The Kenya Plantations and Agricultural Workers Union assistant secretary-general, Meshack Khisa, says the Kenyan government is mishandling the desert locust crisis as it has not moved quick enough to contain the spread of locusts by spraying the hoppers while they are unable to fly (and therefore easier to eradicate). He fears that the millions of Kenyans that depend on crops for food will face ruin if the locusts destroy their farms.
“Kenya’s economy is largely dependent on agriculture as the leading income earner followed by the manufacturing industry. You can imagine what will happen if the desert locusts invade a huge plantation – say, for example, tea, coffee or any other crops. It is going to cause a catastrophe because this sector employs a great number of people. These people will be jobless, and when they are jobless in large numbers, the likelihood for an economy to collapse is very high, as well as the likelihood of people lacking food,” Khisa warns.
However, containing and controlling the desert locusts is a huge challenge for many countries in the region as funds and resources are not readily available. A US$10 million loan was approved in mid-March by the United Nations’ Central Emergency Response Fund (CERF) to help the FAO prevent the locust invasion from causing a humanitarian disaster, bringing the funding pledged to the FAO to tackle the crisis to US$110.5 million, although this falls short of the US$153.2 million funding target.
Hassan Charfi is the deputy director for agriculture in Marsabit County, which has recorded the largest number of swarms in Kenya. As the head of the Marsabit Desert Locust Control Base, he tells Equal Times that his county is already overwhelmed by the swarms, and with new swarms maturing and ready to lay eggs from the first week of April onwards, things are likely to get much worse.
“We have not controlled the mature locusts and we are not in any way likely even to control the nymphs. These will soon be aggregated, forming a band after which they be airborne. Then they will move, feast and roost.
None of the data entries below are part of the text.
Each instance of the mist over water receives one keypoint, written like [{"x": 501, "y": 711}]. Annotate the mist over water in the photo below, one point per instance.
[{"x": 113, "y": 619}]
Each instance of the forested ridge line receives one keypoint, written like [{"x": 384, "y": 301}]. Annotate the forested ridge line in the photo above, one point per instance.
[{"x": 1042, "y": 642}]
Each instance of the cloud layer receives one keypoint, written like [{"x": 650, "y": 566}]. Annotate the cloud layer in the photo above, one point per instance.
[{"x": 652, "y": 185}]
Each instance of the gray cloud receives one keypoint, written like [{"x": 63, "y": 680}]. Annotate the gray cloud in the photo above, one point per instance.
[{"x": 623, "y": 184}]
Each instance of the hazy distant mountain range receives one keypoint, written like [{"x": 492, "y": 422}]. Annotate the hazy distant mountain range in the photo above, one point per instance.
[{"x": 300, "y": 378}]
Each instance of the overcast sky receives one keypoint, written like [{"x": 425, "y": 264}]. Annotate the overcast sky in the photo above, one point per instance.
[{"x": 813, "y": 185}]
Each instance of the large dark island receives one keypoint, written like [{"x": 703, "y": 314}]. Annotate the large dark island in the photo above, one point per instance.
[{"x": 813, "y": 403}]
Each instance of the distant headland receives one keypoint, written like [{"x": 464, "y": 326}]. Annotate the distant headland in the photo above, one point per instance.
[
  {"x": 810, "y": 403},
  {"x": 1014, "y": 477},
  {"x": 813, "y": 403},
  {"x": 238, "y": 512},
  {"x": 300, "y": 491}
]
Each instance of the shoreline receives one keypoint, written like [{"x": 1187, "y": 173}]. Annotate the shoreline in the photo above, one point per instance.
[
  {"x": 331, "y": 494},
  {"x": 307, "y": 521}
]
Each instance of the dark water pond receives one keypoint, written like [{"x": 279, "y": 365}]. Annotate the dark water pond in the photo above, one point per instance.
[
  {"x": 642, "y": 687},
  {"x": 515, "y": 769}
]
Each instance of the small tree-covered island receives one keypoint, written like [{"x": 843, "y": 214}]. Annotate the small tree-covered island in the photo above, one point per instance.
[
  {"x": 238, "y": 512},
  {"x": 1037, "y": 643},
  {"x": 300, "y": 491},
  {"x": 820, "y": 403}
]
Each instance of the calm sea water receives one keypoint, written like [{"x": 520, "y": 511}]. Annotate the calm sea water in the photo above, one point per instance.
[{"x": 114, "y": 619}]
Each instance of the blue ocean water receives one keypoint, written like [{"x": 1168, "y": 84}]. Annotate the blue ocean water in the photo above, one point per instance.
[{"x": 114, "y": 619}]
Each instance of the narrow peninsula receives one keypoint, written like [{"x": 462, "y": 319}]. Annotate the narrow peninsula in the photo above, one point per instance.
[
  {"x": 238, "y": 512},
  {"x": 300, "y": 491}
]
The destruction will be unthinkable,” Charfi warns.
Good news from Uganda
In Uganda, the Agriculture Ministry says that the country is likely to avoid the worst of the invasion because the harvest season for most major crops took place in December, leaving little for the locusts to feast on.
Charlotte Kemigyisha, a member of the Desert Locust Control Activities Team at the Ministry of Agriculture tells Equal Times: “Luckily for us, the invasion comes at a time when farmers have harvested crops, and as such there is hardly anything in the gardens. Our concern and efforts at the moment are geared towards preparation for the planting season that is around the corner and the conservation of crops.” Asked if there are likely to be job losses caused by the locusts in Uganda, Kemigyisha says no. “It is anticipated that the extension officers will work even harder with the farmers on smart post-harvest handling practices.”
She continues: “The Ministry of Agriculture, Animal Industry and Fisheries together with the Office of the Prime Minister will support the communities with planting materials, food and other necessary materials to cushion them from hunger and other adverse effects. Since the majority of the rural households are employed by farming, the government will support the communities with other income generating activities until such a time as when the region is considered free of the invasion. The situation will normalise in the short term,” Kemigyisha asserts.
But as for farmers elsewhere in east Africa, such as Mwangi, if the situation is not contained right away, his sole source of income is at huge risk of being destroyed. “If the government is not going to help us in driving the locusts and destroying their eggs from hatching, I will lose food and money and all those who depend on me for employment will not have an income to feed their families,” Mwangi observes.
Dominic Kirui is a freelance journalist based in Nairobi, Kenya. He specializes in themes such as climate change, food security, gender, culture, global development, and governance.